I wasn’t alone. Some of my classmates had been reading since they were three or went to preschool or were raised bilingual. But some of my classmates had never been read to in their lives. Preschool or daycare wasn’t within their parent’s budget. If they were a single parent, items such as books, fresh food and vitamins weren’t always accessible.

Middle school followed suit and I started to notice the size of my class decrease in small increments. Kids who I had sat next to on school buses and shared textbooks with just stopped coming.

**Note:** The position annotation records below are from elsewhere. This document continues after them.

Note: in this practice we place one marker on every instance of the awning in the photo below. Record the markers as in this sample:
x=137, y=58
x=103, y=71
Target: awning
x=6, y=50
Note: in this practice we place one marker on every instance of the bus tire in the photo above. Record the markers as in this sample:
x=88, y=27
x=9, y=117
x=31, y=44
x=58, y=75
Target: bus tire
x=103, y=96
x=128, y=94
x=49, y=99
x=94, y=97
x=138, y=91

People shrugged it off and called them early dropouts but I was uneasy. My what-abouttheir-education-worries came from being raised with the idea that education was our No. 1 priority, a thought put in place not only by my teachers but by my parents.

But when you come to school lacking energy (and probably breakfast) you likely don’t have the same type of pressure or necessity to go to school as other kids in the class do. Then why stay?

The problem is much deeper than not eating a granola bar or apple before class starts. There is little acknowledg­ment that the issue is generation­al and may take more than a bowl of breakfast to fix it. But that isn’t going to stop the Breakfast Club Program from giving out free food every morning at local elementary and high schools in attempts to fix it.

The concept of the Breakfast Club is that kids can have an equal start to their morning. Students are given granola bars, bags of cereal, cups of juice and goldfish crackers. To some, it’s the first thing they’ve eaten in a while; to others it’s just a second breakfast.

Science shows that students perform better in school when they are properly nourished but what science does not recognize is that the issue lies deep beneath hunger. The problem began 12 years ago when, perhaps, the child began school three reading levels below everyone else, through no fault of their own. It’s the best school boards can do. They’re trying to break the cycle.

On the Breakfast Club Canada website, readers can see the staggering number of children fed each morning by their school, but no numbers show us how the paths of the children are changed because of their morning bagel or juice box.

The socio-economic cycle is something everyone is trapped in, and something school boards are attempting to diminish.

Perhaps the daily deliveranc­e of breakfast will help fuel one child’s potential for university. There’s not much else school boards can do, but the Breakfast Club is one way to start.